El hombre que se hartó de las gafas empañadas


A unos le molesta más que a otros. Pero Nicolás es de los que no lo soportan. Trabaja con su mujer en Enza di Piazza, una empresa ubicada a las afueras de A Coruña que se dedica a la elaboración de dulces de primer nivel. Él, que toda la vida fue emprendedor y empresario, se dedica al reparto por toda la comarca y echa una mano en todo lo que puede. Y siempre con la mascarilla y las gafas. «Es incomodísimo porque no me queda más remedio que usar los lentes, porque si no, no veo, y la mascarilla es obligatoria. Y claro, se me empañan constantemente», comenta. Tengo amigos que se la ajustan muy bien a la nariz y consiguen compaginarlas bastante bien, pero lo habitual es que se te empañen. O te quitas las gafas o te bajas un poco la mascarilla, que no es recomendable. Nicolás, que reconoce que es un manitas, acaba de patentar el NC 19. Un nombre un tanto pretencioso pero muy comercial. Son sus iniciales y el apellido del covid. «Me hablaron de un jabón o un gel, pero no me iba bien. Probé con muchas cosas. Vi vídeos de gente, incluso de algún médico, que se ponía un poco de fixo en la parte baja de la gafa, pero no es lo que yo buscaba», recuerda. El NC 19 es una junta de goma, como la que llevaría una mampara de baño. Son unos deflectores que tienen la ventaja que se pueden poner y quitar y dan resultado. «En algún momento puede ser que los cristales se empañen un poquito, pero nada que ver con lo de antes», analiza. Todo lo hizo él, trabaja mucho más cómodo, y ahora solo falta por saber si el invento se convertirá en negocio. «Una empresa de gafas está estudiando el tema. Habría que buscar el sitio donde fabricarlos. Hice unos cuantos prototipos y ahora los tienen que desarrollar los técnicos, que yo no lo soy», afirma el hombre que se hartó de las gafas empañadas. Recuerdo cuando me llamó a mitad de agosto para hablarme del tema.

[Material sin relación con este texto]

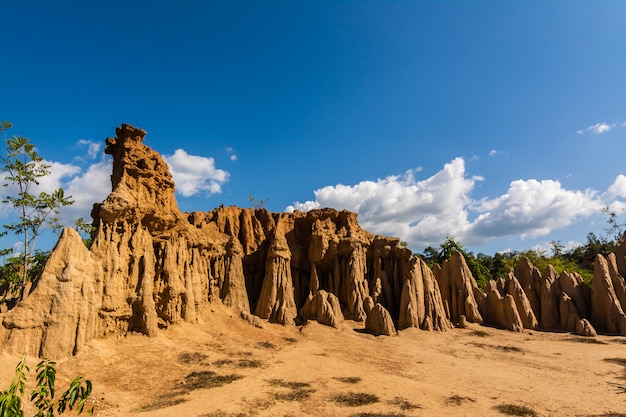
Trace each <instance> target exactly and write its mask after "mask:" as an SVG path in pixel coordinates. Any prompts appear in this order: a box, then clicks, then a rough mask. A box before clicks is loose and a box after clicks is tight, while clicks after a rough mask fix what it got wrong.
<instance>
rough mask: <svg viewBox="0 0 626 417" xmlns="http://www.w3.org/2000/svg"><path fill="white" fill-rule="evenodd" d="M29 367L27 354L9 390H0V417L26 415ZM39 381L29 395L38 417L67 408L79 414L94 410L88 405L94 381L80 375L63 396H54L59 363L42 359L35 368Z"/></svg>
mask: <svg viewBox="0 0 626 417" xmlns="http://www.w3.org/2000/svg"><path fill="white" fill-rule="evenodd" d="M29 371H30V369H29V368H28V366H27V365H26V360H25V358H24V356H22V359H21V360H20V362H19V363H18V364H17V367H16V368H15V376H14V377H13V380H12V381H11V384H10V385H9V388H8V389H7V390H6V391H0V417H23V416H24V394H25V393H26V380H27V377H26V373H27V372H29ZM35 371H36V372H37V380H36V384H35V388H34V389H33V390H32V392H31V395H30V402H31V403H32V405H33V406H34V407H35V409H36V410H37V413H36V414H35V417H54V416H56V415H57V414H58V415H61V414H63V413H65V412H66V411H72V410H75V411H76V413H77V414H81V413H82V412H83V411H87V414H88V415H91V414H92V413H93V407H90V408H89V409H86V408H85V405H86V402H87V399H88V398H89V396H90V395H91V390H92V385H91V381H89V380H85V381H84V382H83V377H81V376H77V377H76V378H74V380H73V381H72V382H71V383H70V386H69V388H68V389H67V390H65V391H64V392H62V393H61V395H60V396H56V395H55V386H56V362H52V361H49V360H47V359H43V360H42V361H41V362H39V364H38V365H37V368H36V369H35Z"/></svg>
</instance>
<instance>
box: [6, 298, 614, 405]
mask: <svg viewBox="0 0 626 417" xmlns="http://www.w3.org/2000/svg"><path fill="white" fill-rule="evenodd" d="M358 330H359V324H357V323H354V322H345V323H344V325H343V327H342V328H341V329H332V328H329V327H325V326H322V325H319V324H317V323H309V324H307V325H306V326H304V327H301V328H297V327H283V326H278V325H267V326H266V328H265V329H257V328H255V327H252V326H250V325H249V324H246V323H245V322H243V321H242V320H240V319H239V318H238V317H237V315H235V314H232V313H230V312H228V311H226V310H221V309H217V311H215V312H213V313H211V314H210V315H209V316H208V317H207V319H206V321H205V322H204V323H200V324H199V325H197V326H192V325H189V324H180V325H176V326H172V327H171V328H170V329H168V330H166V331H163V332H162V334H161V335H159V336H158V337H156V338H147V337H145V336H141V335H131V336H129V337H126V338H120V339H105V340H96V341H92V342H91V343H90V345H89V346H88V347H87V348H85V349H84V350H83V351H82V352H81V353H80V354H79V355H78V356H76V357H74V358H70V359H67V360H63V361H59V364H58V368H59V376H58V381H59V383H60V384H67V383H69V379H70V377H73V376H74V375H76V374H81V375H85V376H87V377H88V378H89V379H91V380H92V381H93V384H94V390H95V392H94V395H93V401H94V403H95V405H96V412H95V413H94V415H95V416H116V417H125V416H136V417H141V416H204V417H211V416H213V417H218V416H220V417H230V416H233V417H234V416H251V417H252V416H338V417H344V416H370V417H374V416H396V417H399V416H443V415H446V416H503V415H505V414H503V413H502V412H500V411H498V410H497V409H496V408H495V407H498V406H508V407H509V408H510V409H511V410H512V411H515V409H514V407H526V409H532V410H534V412H535V415H537V416H546V417H547V416H596V415H602V414H605V413H609V412H613V413H626V344H625V343H626V338H620V337H608V336H600V337H597V338H596V339H594V341H595V343H583V342H581V340H584V339H581V338H579V337H575V336H572V335H570V334H554V333H541V332H527V333H525V334H516V333H512V332H507V331H503V330H497V329H492V328H487V327H481V326H477V325H471V326H470V327H468V328H467V329H454V330H451V331H448V332H445V333H434V332H433V333H430V332H424V331H419V330H415V329H412V330H405V331H402V332H401V333H400V335H399V336H398V337H393V338H389V337H379V338H376V337H373V336H371V335H368V334H365V333H362V332H359V331H358ZM587 341H589V340H588V339H587ZM18 359H19V358H18V357H16V356H10V355H7V354H3V355H0V378H1V379H0V381H1V382H2V385H0V387H1V388H2V389H6V387H7V386H8V384H9V382H10V379H11V378H12V375H13V369H14V367H15V364H16V363H17V361H18ZM30 362H31V363H33V366H32V367H31V369H33V370H34V363H35V360H31V361H30ZM31 379H34V376H33V377H31ZM368 402H369V403H368ZM359 404H362V405H359ZM625 415H626V414H625Z"/></svg>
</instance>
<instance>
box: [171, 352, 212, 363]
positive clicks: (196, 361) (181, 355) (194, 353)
mask: <svg viewBox="0 0 626 417" xmlns="http://www.w3.org/2000/svg"><path fill="white" fill-rule="evenodd" d="M206 359H208V356H207V355H205V354H204V353H200V352H193V353H192V352H184V353H181V354H180V355H178V362H180V363H183V364H185V365H189V364H192V363H202V362H203V361H204V360H206Z"/></svg>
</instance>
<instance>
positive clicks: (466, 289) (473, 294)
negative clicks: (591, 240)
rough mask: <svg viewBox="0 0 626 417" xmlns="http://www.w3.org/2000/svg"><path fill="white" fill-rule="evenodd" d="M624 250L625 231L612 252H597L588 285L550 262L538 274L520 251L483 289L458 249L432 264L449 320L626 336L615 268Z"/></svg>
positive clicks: (489, 324)
mask: <svg viewBox="0 0 626 417" xmlns="http://www.w3.org/2000/svg"><path fill="white" fill-rule="evenodd" d="M625 253H626V234H625V235H624V237H623V238H622V240H621V241H620V242H619V244H618V245H617V247H616V249H615V252H614V253H611V254H609V255H608V256H607V257H606V258H605V257H604V256H602V255H597V256H596V259H595V263H594V272H593V279H592V284H591V288H590V287H588V286H587V285H585V284H584V283H583V280H582V277H581V276H580V275H579V274H577V273H567V272H565V271H564V272H562V273H561V274H557V272H556V271H555V269H554V268H553V267H552V266H551V265H550V266H548V267H547V268H546V270H545V271H544V272H543V274H542V273H541V272H540V271H539V270H538V269H537V268H535V267H534V266H533V265H532V263H531V262H530V260H528V259H527V258H525V257H522V259H521V262H520V265H519V267H518V268H517V269H515V270H512V271H510V273H509V275H508V276H507V277H506V278H500V279H498V280H496V281H489V283H488V284H487V287H486V288H485V290H484V291H481V290H480V289H479V288H478V285H477V284H476V281H475V280H474V277H473V276H472V274H471V272H470V270H469V268H468V267H467V264H466V263H465V259H463V256H462V255H461V254H460V253H458V252H456V253H454V254H453V255H452V257H451V258H450V259H449V260H447V261H445V262H444V263H443V265H442V266H441V267H438V266H437V267H435V276H436V277H437V281H438V283H439V286H440V288H441V295H442V297H443V302H444V305H445V307H446V317H447V318H449V319H450V320H451V321H452V323H454V324H459V323H461V322H462V321H463V320H467V321H469V322H473V323H483V324H487V325H494V326H497V327H502V328H505V329H509V330H513V331H524V329H538V330H544V331H557V332H572V333H575V334H578V335H582V336H595V335H596V334H597V331H600V332H602V333H606V334H617V335H622V336H626V314H625V311H626V281H625V280H624V275H623V273H622V272H620V271H621V270H620V268H622V269H624V262H625V261H624V259H625V258H624V254H625ZM616 254H617V255H616ZM620 259H621V260H620ZM620 265H621V266H620Z"/></svg>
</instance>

Pensé que era una idea tan brillante como de poco recorrido, pero Nicolás está dispuesto a sacarle partido a su invento, que inició fruto de la necesidad.

CAMIÑO DE MUXÍA

La romería da Virxe da Barca no se pudo celebrar, como tantas y tantas fiestas. Pero seguro que el año que viene hay más suerte y menos pandemia. Hacía tiempo que no iba a Muxía. Unos amigos, Juan y María, son unos entusiastas de O Camiño dos Faros, posiblemente la mejor iniciativa turística-deportiva-paisajística puesta en marcha en Galicia en los últimos años. En cuanto pueden, arrancan hacia A Costa da Morte, aparcan el coche y echan a andar hasta un restaurante que previamente reservaron. Buscan lo mejor. «Todo final tiene que tener un trofeo», comentan mientras caminamos por un sendero en dirección a la playa de la Cruz de Muxía. Allí hay un hostal, justo a la entrada del localidad, que lleva el nombre del pequeño arenal. Fuera tiene un cartel que parece sacado de los primeros capítulos de la serie Cuéntame, pero dentro es un coqueto y moderno establecimiento hotelero.

Desayuné allí y me sirvieron las tostadas más ricas que recuerdo haber tomado en mucho tiempo. Antes de salir les comenté a los dueños que el luminoso del exterior no le hacia justicia al interior. «Ya lo sabemos, lo vamos a cambiar», avanzaron. Entre el empuje del Camiño, que cada vez cuenta con más adeptos, el tirón del parador de Muxía, y que las carreteras mejoraron bastante, esta zona es un destino fantástico en esta época en la que se prefieren los viajes cortos. Comimos en A Casa do Peixe una palometa roja de primer nivel, aunque se me empañaron las gafas cuando trajeron la cuenta. Deseando que llegue la próxima etapa.